Unforgettable: That's What He Is


© 2018 Chantelle Henderson
Well, I just forgot Father’s Day is this Sunday. After I got through with my Target Meltdown a couple weeks ago I thought I was okay. I’m going down my feed today and see pictures of girls with their dads and while it touched my heart, made me smile, and gave me joy, it was also a stern reminder that my own Daddy is not here with me. Right now I’m so full of grief I can’t stand it. Why isn’t he here? Why can’t I touch him, hug him, give him butterfly kisses, and sit with him in deep conversation?

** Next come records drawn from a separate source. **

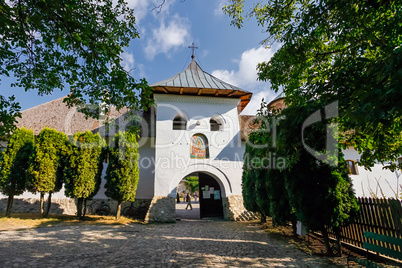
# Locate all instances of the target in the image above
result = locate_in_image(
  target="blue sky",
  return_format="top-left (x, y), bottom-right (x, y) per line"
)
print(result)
top-left (0, 0), bottom-right (277, 114)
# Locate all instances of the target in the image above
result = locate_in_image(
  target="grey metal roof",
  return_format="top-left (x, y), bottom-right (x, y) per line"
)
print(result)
top-left (150, 59), bottom-right (245, 91)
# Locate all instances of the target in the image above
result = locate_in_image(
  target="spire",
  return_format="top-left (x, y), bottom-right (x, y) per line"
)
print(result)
top-left (188, 43), bottom-right (198, 59)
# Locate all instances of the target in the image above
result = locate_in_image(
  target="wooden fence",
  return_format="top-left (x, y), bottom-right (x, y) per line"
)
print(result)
top-left (330, 197), bottom-right (402, 252)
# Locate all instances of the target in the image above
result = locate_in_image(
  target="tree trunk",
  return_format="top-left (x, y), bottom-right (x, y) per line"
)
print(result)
top-left (77, 198), bottom-right (84, 220)
top-left (261, 213), bottom-right (267, 223)
top-left (335, 228), bottom-right (342, 257)
top-left (43, 192), bottom-right (52, 218)
top-left (82, 198), bottom-right (87, 217)
top-left (116, 201), bottom-right (122, 220)
top-left (6, 195), bottom-right (14, 218)
top-left (291, 220), bottom-right (297, 237)
top-left (321, 227), bottom-right (334, 256)
top-left (40, 192), bottom-right (45, 216)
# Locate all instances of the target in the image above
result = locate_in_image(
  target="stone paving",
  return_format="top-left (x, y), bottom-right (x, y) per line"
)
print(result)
top-left (0, 204), bottom-right (340, 268)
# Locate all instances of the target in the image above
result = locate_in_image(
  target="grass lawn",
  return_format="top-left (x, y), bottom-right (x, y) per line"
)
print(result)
top-left (0, 213), bottom-right (141, 231)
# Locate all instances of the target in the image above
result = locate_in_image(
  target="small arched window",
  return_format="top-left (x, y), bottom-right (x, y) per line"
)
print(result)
top-left (190, 134), bottom-right (209, 159)
top-left (173, 115), bottom-right (187, 130)
top-left (209, 115), bottom-right (223, 131)
top-left (346, 160), bottom-right (357, 175)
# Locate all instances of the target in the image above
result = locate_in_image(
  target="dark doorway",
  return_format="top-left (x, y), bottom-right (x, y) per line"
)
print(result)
top-left (198, 172), bottom-right (223, 218)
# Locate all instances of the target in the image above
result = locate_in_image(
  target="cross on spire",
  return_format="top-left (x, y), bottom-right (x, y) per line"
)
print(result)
top-left (188, 43), bottom-right (198, 59)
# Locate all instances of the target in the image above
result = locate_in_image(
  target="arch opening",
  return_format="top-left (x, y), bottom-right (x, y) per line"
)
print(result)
top-left (173, 115), bottom-right (187, 130)
top-left (176, 172), bottom-right (223, 219)
top-left (209, 115), bottom-right (223, 131)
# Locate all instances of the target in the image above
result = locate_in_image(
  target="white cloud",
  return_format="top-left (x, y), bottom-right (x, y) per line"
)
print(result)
top-left (214, 0), bottom-right (228, 16)
top-left (126, 0), bottom-right (150, 23)
top-left (212, 47), bottom-right (274, 87)
top-left (212, 47), bottom-right (278, 115)
top-left (121, 52), bottom-right (135, 72)
top-left (241, 89), bottom-right (279, 115)
top-left (145, 14), bottom-right (191, 59)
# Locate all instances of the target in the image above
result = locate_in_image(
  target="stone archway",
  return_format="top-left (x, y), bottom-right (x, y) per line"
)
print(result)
top-left (145, 164), bottom-right (254, 222)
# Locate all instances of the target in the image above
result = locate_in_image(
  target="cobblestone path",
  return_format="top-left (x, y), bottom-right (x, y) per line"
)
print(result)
top-left (0, 219), bottom-right (340, 268)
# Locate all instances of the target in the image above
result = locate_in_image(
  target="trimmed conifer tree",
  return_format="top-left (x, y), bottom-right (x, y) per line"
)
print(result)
top-left (64, 131), bottom-right (106, 219)
top-left (278, 101), bottom-right (358, 254)
top-left (242, 132), bottom-right (270, 222)
top-left (0, 128), bottom-right (35, 217)
top-left (105, 131), bottom-right (140, 219)
top-left (27, 127), bottom-right (68, 218)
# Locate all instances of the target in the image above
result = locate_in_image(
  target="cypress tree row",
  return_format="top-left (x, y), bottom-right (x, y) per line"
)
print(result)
top-left (105, 131), bottom-right (140, 219)
top-left (27, 127), bottom-right (68, 217)
top-left (278, 101), bottom-right (358, 254)
top-left (243, 101), bottom-right (358, 254)
top-left (242, 129), bottom-right (270, 222)
top-left (0, 128), bottom-right (35, 217)
top-left (64, 131), bottom-right (106, 219)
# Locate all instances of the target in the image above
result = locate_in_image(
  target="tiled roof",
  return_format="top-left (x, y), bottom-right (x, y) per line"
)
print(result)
top-left (17, 97), bottom-right (139, 136)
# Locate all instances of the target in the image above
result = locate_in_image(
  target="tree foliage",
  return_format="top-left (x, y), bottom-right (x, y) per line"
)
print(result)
top-left (242, 132), bottom-right (271, 222)
top-left (105, 131), bottom-right (140, 218)
top-left (0, 128), bottom-right (35, 217)
top-left (0, 0), bottom-right (151, 137)
top-left (0, 95), bottom-right (21, 139)
top-left (27, 127), bottom-right (68, 217)
top-left (243, 101), bottom-right (358, 253)
top-left (225, 0), bottom-right (402, 169)
top-left (64, 131), bottom-right (106, 218)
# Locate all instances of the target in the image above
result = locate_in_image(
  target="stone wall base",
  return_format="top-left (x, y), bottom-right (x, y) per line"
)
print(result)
top-left (145, 196), bottom-right (176, 223)
top-left (0, 198), bottom-right (151, 218)
top-left (0, 197), bottom-right (77, 215)
top-left (222, 195), bottom-right (259, 221)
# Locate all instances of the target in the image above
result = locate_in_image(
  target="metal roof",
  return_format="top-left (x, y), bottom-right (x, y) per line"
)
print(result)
top-left (150, 59), bottom-right (252, 112)
top-left (150, 60), bottom-right (244, 91)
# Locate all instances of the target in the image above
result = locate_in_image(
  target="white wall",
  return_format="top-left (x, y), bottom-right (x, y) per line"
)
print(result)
top-left (343, 147), bottom-right (402, 198)
top-left (154, 94), bottom-right (244, 196)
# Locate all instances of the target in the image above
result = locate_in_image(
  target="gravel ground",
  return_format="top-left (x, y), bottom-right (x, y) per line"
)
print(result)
top-left (0, 204), bottom-right (340, 268)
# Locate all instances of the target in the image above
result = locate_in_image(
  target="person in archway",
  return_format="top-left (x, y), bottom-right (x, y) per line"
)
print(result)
top-left (186, 193), bottom-right (193, 210)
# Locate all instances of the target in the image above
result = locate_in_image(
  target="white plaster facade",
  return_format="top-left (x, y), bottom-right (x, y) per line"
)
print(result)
top-left (342, 147), bottom-right (402, 199)
top-left (154, 94), bottom-right (244, 197)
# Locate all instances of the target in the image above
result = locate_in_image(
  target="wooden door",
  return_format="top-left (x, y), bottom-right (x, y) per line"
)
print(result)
top-left (198, 173), bottom-right (223, 218)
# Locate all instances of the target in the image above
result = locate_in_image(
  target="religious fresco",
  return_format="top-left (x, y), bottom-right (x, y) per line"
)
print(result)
top-left (190, 134), bottom-right (209, 159)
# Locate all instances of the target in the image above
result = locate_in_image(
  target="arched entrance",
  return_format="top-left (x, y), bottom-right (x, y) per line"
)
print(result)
top-left (176, 172), bottom-right (223, 220)
top-left (198, 172), bottom-right (223, 218)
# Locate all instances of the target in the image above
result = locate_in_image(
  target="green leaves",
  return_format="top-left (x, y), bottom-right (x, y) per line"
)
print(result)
top-left (0, 128), bottom-right (35, 196)
top-left (105, 131), bottom-right (140, 203)
top-left (0, 0), bottom-right (151, 134)
top-left (27, 128), bottom-right (69, 193)
top-left (64, 131), bottom-right (106, 198)
top-left (226, 0), bottom-right (402, 168)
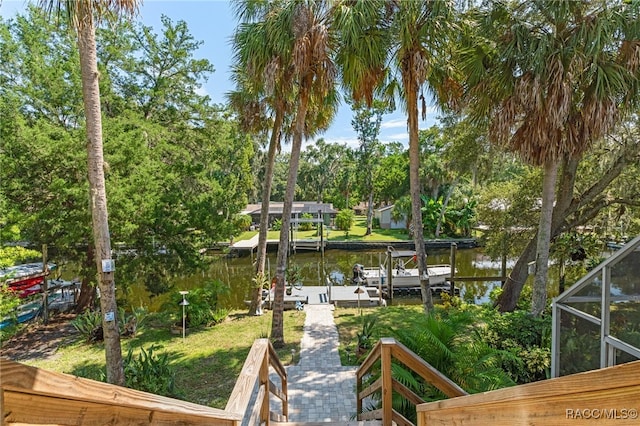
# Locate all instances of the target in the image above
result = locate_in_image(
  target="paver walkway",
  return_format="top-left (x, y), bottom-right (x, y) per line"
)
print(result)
top-left (287, 304), bottom-right (356, 423)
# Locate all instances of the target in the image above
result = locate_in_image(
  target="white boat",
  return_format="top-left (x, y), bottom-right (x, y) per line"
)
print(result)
top-left (351, 250), bottom-right (451, 289)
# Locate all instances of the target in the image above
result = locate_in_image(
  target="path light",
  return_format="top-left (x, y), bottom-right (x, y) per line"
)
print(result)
top-left (180, 290), bottom-right (189, 343)
top-left (354, 286), bottom-right (364, 316)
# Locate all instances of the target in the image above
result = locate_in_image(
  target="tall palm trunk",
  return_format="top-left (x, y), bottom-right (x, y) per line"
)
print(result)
top-left (271, 85), bottom-right (311, 347)
top-left (531, 160), bottom-right (558, 316)
top-left (78, 15), bottom-right (125, 386)
top-left (402, 70), bottom-right (433, 314)
top-left (364, 190), bottom-right (373, 236)
top-left (249, 108), bottom-right (284, 315)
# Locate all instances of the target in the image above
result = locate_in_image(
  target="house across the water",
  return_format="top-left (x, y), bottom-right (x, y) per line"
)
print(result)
top-left (241, 201), bottom-right (338, 230)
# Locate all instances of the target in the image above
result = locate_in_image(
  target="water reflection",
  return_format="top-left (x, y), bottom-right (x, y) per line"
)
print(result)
top-left (128, 249), bottom-right (524, 310)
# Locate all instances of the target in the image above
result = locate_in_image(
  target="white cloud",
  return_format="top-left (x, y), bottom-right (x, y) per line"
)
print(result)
top-left (195, 86), bottom-right (211, 97)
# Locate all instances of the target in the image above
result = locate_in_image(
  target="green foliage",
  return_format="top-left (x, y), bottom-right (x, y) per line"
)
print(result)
top-left (0, 8), bottom-right (254, 302)
top-left (0, 284), bottom-right (20, 320)
top-left (356, 315), bottom-right (378, 356)
top-left (123, 345), bottom-right (181, 397)
top-left (234, 214), bottom-right (251, 231)
top-left (165, 280), bottom-right (230, 327)
top-left (0, 246), bottom-right (42, 268)
top-left (71, 310), bottom-right (102, 343)
top-left (298, 213), bottom-right (313, 231)
top-left (271, 219), bottom-right (282, 231)
top-left (336, 209), bottom-right (355, 232)
top-left (479, 310), bottom-right (551, 384)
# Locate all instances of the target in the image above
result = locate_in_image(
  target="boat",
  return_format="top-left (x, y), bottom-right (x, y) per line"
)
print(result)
top-left (0, 262), bottom-right (56, 298)
top-left (351, 250), bottom-right (458, 293)
top-left (0, 279), bottom-right (80, 330)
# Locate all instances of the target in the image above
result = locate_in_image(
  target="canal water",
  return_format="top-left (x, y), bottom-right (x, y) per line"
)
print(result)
top-left (128, 248), bottom-right (512, 311)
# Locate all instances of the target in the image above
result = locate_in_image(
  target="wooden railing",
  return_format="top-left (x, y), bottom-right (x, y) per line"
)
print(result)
top-left (225, 339), bottom-right (289, 424)
top-left (356, 338), bottom-right (467, 426)
top-left (417, 361), bottom-right (640, 426)
top-left (0, 339), bottom-right (288, 426)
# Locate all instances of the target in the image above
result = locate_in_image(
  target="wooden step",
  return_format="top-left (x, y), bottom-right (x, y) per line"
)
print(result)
top-left (269, 420), bottom-right (382, 426)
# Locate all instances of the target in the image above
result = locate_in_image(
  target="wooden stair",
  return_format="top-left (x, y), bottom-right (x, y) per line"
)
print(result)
top-left (269, 420), bottom-right (382, 426)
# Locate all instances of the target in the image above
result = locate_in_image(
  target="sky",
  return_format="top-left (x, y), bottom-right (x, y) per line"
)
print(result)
top-left (0, 0), bottom-right (436, 149)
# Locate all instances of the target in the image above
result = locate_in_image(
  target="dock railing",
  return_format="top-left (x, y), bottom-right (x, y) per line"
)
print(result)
top-left (0, 339), bottom-right (288, 426)
top-left (356, 338), bottom-right (467, 426)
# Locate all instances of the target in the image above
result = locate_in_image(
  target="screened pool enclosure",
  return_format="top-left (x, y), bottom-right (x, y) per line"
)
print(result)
top-left (551, 237), bottom-right (640, 377)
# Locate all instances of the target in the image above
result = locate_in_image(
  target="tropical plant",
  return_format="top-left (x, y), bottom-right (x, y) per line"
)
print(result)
top-left (478, 309), bottom-right (551, 384)
top-left (336, 0), bottom-right (457, 313)
top-left (39, 0), bottom-right (138, 385)
top-left (356, 315), bottom-right (378, 358)
top-left (460, 1), bottom-right (640, 315)
top-left (244, 1), bottom-right (337, 347)
top-left (299, 213), bottom-right (313, 231)
top-left (123, 345), bottom-right (180, 397)
top-left (230, 0), bottom-right (295, 314)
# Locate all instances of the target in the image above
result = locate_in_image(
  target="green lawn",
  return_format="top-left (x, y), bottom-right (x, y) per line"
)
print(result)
top-left (333, 305), bottom-right (424, 365)
top-left (27, 311), bottom-right (305, 409)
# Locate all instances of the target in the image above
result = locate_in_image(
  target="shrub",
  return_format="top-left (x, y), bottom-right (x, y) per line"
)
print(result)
top-left (336, 209), bottom-right (355, 232)
top-left (299, 213), bottom-right (313, 231)
top-left (479, 310), bottom-right (551, 384)
top-left (271, 219), bottom-right (282, 231)
top-left (123, 345), bottom-right (179, 397)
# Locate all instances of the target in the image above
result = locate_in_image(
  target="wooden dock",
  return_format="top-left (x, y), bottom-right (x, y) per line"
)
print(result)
top-left (265, 286), bottom-right (379, 309)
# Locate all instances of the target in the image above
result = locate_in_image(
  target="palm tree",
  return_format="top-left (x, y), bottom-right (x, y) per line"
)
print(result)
top-left (270, 0), bottom-right (337, 346)
top-left (39, 0), bottom-right (138, 386)
top-left (229, 0), bottom-right (294, 315)
top-left (336, 0), bottom-right (455, 312)
top-left (461, 1), bottom-right (640, 315)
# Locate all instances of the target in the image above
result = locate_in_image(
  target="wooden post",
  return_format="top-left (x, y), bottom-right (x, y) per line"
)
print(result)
top-left (501, 251), bottom-right (507, 286)
top-left (42, 244), bottom-right (49, 324)
top-left (388, 247), bottom-right (393, 305)
top-left (356, 366), bottom-right (362, 420)
top-left (256, 344), bottom-right (269, 425)
top-left (449, 243), bottom-right (458, 297)
top-left (380, 339), bottom-right (393, 426)
top-left (318, 210), bottom-right (324, 258)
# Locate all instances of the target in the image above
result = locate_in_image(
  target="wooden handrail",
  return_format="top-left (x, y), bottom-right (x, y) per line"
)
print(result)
top-left (416, 361), bottom-right (640, 426)
top-left (356, 338), bottom-right (467, 426)
top-left (0, 339), bottom-right (289, 426)
top-left (0, 358), bottom-right (242, 425)
top-left (225, 339), bottom-right (289, 424)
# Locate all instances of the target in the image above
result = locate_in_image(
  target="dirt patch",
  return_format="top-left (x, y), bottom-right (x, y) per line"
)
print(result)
top-left (0, 314), bottom-right (78, 361)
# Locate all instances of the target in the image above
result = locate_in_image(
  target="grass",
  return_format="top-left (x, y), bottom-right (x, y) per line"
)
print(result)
top-left (27, 311), bottom-right (305, 409)
top-left (333, 305), bottom-right (424, 365)
top-left (236, 216), bottom-right (409, 242)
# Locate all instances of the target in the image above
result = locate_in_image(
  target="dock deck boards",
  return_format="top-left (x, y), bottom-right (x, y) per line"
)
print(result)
top-left (265, 286), bottom-right (377, 309)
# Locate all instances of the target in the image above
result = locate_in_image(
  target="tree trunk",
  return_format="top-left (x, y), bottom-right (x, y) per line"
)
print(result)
top-left (435, 181), bottom-right (456, 238)
top-left (403, 70), bottom-right (433, 314)
top-left (531, 161), bottom-right (558, 316)
top-left (78, 17), bottom-right (125, 386)
top-left (364, 190), bottom-right (373, 236)
top-left (496, 237), bottom-right (537, 312)
top-left (271, 85), bottom-right (309, 347)
top-left (496, 151), bottom-right (632, 312)
top-left (249, 108), bottom-right (283, 315)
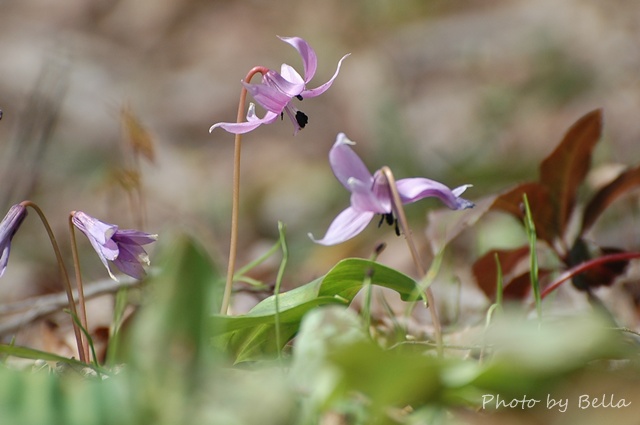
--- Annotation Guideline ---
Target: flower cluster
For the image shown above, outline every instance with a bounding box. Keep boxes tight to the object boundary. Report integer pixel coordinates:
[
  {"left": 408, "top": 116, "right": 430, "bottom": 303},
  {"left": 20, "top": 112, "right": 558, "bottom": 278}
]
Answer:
[
  {"left": 209, "top": 37, "right": 474, "bottom": 245},
  {"left": 0, "top": 203, "right": 158, "bottom": 280}
]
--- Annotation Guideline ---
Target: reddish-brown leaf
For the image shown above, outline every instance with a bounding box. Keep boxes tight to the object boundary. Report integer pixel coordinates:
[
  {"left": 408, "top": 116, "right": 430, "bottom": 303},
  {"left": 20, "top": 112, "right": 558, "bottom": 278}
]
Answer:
[
  {"left": 472, "top": 246, "right": 529, "bottom": 299},
  {"left": 540, "top": 109, "right": 602, "bottom": 236},
  {"left": 567, "top": 238, "right": 629, "bottom": 291},
  {"left": 581, "top": 167, "right": 640, "bottom": 233},
  {"left": 491, "top": 182, "right": 561, "bottom": 246}
]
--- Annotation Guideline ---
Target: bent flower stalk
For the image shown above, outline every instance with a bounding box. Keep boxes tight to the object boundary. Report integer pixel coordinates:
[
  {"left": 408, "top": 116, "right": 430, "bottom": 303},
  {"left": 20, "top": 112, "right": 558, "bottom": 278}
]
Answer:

I know life isn’t fair (whatever that means) but it can be outright cruel at times. That’s my dad up there, not here. Long before I had a husband and two boys, I had a Daddy. He was the first and only man in my life until I became a wife and mother. He was not perfect, but I could not have asked for better. It hurts. It is an ocean of grief (AGAIN) and I feel like I’m beginning to drown just when I found my footing once more. I know I sound selfish right now, because I am. I want him HERE. The loss of a father, especially one like mine, is a weight unlike any other I’ve ever experienced. THIS is when I am walking through the valley of the shadow of death-a literal death, but yet and still I will fear not for He, our Heavenly Papa, is with me

I trust You, God-right here in the brokenness of heart and a wounded spirit. I know You will keep Your promise that You are close to me. In my DENIAL, You have given me grace and mercy. In my ANGER, You have quieted my soul and steadied my heart. In my BARGAINING, You have reassured me that You are more than enough. In my DEPRESSION You have comforted me and hold each tear I cry in a bottle. And in my ACCEPTANCE, You have given me peace that passes all natural understanding. Lord, thank you for being so gracious to loan Daddy to us on this side of eternity for 71 years, 3 months, and 22 days. I have to admit that “I’m just jealous of the angels around the throne tonight.” as the song goes. R.I.H. Daddy.